There is a reason many feel, behind this cultural enigma, which is that the word was used to disguise the fact that industry leaders were trying to get rid of this very well known useful plant to make way and protect the interests of highly profitable alternatives. It is also a xenophobic point of view that was meant to be capitalized upon.
The Hemp plant is one of the oldest known plants to mankind. It's use dates back to 6000 BC and has been used for food longer than any of the items we may find in any of the supermarkets here in the USA. Not only did we eat it, our animals that we eat, also ate it. The recent craze in CBD is actually based in a CBD deficiency we have been suffering from, collectively since it was prohibited from our food supply. It's no wonder that the effects seem to be so phenomenal.
"Who is responsible?" you might ask. Well most people are aware of Henry Anslinger's role in the great hoax, but it goes deeper than that. Anslinger was head of the Drug Enforcement Agency from 1930 until 1962. The story with Anslinger is that after alcohol prohibition ended, he needed a new enemy to fight and cannabis was the perfect substitute. The problem was that Americans knew cannabis by it's common name, hemp, very well.
Hemp was the most important material in the history of the “New World”. Boston was built on (and around) the cordage industry which absolutely relied on this remarkable plant. From as far back as the Jamestown settlement, the hemp stalk was mandated to be grown in the colonies, and was even an accepted commodity for payment of tax.

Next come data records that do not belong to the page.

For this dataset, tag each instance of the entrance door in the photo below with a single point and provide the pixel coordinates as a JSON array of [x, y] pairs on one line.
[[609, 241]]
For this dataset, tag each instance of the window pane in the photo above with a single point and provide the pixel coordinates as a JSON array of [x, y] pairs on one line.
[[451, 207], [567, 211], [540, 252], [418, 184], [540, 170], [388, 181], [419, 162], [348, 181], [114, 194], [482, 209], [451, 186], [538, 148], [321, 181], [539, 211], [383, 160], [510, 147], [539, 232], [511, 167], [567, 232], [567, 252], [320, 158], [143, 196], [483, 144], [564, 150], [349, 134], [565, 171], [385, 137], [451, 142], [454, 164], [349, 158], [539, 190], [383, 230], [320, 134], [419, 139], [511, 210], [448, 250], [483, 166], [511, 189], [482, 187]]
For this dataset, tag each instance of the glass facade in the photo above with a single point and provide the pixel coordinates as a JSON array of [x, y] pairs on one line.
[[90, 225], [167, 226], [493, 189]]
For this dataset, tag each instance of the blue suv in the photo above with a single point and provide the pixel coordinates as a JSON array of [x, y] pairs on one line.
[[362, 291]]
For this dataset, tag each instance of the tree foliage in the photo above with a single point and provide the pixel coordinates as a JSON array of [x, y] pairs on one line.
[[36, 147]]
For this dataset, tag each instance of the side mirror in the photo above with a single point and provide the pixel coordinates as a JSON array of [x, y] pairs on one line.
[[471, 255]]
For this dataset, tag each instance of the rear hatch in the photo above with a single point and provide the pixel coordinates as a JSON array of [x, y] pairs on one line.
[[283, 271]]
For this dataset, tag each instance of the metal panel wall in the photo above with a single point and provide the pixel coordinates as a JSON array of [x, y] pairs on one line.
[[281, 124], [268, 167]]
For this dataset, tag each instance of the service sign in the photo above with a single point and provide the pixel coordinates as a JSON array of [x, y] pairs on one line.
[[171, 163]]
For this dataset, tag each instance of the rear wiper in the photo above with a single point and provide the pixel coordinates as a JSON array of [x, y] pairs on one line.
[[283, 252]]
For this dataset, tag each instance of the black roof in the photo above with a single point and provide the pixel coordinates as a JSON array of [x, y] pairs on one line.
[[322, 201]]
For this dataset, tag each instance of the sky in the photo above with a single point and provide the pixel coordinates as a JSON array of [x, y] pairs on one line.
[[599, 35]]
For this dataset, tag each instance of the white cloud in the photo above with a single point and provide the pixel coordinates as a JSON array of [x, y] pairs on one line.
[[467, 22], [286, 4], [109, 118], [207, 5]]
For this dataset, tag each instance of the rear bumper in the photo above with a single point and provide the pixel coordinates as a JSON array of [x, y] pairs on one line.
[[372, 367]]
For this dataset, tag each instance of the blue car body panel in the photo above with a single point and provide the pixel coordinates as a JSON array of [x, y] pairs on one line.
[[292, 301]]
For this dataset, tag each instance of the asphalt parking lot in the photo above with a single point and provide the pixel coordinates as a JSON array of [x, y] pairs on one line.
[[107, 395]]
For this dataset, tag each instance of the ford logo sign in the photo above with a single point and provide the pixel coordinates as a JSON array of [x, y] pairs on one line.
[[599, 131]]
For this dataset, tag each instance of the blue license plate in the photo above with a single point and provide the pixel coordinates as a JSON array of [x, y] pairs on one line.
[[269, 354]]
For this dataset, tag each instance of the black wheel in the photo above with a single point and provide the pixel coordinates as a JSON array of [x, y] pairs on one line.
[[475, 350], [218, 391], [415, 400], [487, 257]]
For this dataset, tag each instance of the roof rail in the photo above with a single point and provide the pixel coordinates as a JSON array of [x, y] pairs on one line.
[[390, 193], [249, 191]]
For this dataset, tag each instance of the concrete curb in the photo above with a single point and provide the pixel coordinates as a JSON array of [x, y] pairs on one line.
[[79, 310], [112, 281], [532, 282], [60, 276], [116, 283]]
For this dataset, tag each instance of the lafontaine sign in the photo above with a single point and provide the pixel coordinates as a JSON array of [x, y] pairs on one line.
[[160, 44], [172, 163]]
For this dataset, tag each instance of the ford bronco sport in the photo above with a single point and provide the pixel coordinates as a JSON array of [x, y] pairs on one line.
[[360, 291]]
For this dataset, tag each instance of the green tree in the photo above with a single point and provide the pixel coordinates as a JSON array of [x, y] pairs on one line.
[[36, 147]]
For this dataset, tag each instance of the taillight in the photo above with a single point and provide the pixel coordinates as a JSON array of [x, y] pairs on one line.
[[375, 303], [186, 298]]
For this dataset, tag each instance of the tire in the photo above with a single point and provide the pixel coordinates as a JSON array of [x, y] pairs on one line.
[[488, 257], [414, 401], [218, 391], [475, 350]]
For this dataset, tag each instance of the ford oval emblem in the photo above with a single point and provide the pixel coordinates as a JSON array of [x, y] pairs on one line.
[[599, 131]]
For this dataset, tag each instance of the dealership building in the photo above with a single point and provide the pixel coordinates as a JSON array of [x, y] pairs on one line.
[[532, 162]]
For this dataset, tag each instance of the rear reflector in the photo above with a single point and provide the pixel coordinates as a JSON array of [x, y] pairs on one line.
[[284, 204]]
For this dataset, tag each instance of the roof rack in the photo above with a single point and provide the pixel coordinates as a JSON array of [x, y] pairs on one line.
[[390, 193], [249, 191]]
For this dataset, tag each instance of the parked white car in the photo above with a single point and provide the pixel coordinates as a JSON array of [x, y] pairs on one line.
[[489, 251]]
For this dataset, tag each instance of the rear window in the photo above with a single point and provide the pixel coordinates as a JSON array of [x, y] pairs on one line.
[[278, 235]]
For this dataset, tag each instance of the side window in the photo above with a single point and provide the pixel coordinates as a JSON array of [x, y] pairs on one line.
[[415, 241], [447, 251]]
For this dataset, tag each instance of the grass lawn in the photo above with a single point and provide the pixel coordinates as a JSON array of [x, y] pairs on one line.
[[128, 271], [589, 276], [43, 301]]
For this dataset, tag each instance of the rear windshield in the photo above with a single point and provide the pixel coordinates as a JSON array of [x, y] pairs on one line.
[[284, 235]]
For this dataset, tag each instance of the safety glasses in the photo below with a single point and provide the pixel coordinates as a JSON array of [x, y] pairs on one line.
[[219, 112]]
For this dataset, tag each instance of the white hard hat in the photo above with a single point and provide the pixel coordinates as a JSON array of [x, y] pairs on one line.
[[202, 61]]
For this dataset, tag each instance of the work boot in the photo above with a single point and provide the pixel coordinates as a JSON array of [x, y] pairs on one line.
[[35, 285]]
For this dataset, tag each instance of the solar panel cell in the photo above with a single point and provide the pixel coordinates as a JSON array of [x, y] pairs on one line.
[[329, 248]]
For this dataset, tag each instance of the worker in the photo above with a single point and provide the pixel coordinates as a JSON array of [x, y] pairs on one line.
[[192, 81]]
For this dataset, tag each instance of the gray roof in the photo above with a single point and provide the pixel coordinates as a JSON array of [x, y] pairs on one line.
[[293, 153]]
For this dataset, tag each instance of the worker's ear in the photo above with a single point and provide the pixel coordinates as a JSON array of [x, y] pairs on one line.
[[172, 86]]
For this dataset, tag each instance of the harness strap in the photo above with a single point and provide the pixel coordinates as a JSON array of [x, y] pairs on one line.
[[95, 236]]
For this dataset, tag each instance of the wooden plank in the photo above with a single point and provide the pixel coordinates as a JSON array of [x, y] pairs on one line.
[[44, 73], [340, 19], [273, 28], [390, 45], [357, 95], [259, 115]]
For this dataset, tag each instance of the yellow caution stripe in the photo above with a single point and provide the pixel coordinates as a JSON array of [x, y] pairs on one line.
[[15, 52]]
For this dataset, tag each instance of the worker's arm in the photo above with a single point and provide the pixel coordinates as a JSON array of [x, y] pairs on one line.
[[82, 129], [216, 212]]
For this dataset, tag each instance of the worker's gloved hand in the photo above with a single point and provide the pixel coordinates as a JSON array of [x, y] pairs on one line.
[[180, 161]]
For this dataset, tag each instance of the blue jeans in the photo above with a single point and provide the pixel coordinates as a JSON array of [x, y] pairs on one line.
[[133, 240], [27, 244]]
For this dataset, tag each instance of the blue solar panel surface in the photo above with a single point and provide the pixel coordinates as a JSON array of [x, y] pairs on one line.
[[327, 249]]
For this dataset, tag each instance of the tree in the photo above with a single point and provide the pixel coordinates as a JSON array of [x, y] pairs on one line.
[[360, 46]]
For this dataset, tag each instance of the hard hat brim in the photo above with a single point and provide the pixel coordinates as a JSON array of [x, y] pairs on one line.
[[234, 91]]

As it turns out, there is more to the story. The invention of the decorticator was freaking out some influential folks from the private sector. William Randolph Hearst was a timber baron in the Pacific Northwest. He owned a few newspapers, and supplied many of the ones he didn't with their actual paper. He was very influential and was acutely aware of the danger that hemp presented to his land and business holdings.
Acre for acre hemp is 4 times as productive as are trees, for the harvesting of paper making material. Trees also take many years to mature and when harvested have a dramatic ecological impact, where as hemp grows quickly, reaching maturity in just a few months from the planting of it's seed, and can be harvested with minimal environmental impact, and leaves the soil in better condition than when it started. In fact the planting of Hemp is a long known method of soil remediation. Another foe to the cool cannabis crowd was that enemy to humanity Andrew Mellon and the Dupont family. Mellon was secretary to the treasury at the time and heavily invested in DuPont's synthetic petroleum based product, nylon, a natural enemy to the very natural and sustainable hemp woven fabric.
What many speculate is that the was collusion at some level between the media, government and big business. Stories which falsified the effects of Cannabis were pushed in the media, such as cinema, radio, and newspapers and a narrative was created linking specifically Mexicans with the arrival of the evil weed to otherwise good and upstanding citizenry. Stories were printed pushing anecdotes of women and men going insane after the use of cannabis. The capstone of this disingenuous campaign was the film Reefer Madness , which sold the story of cannabis prohibition being reasonable to the unwitting masses, through techniques of propaganda.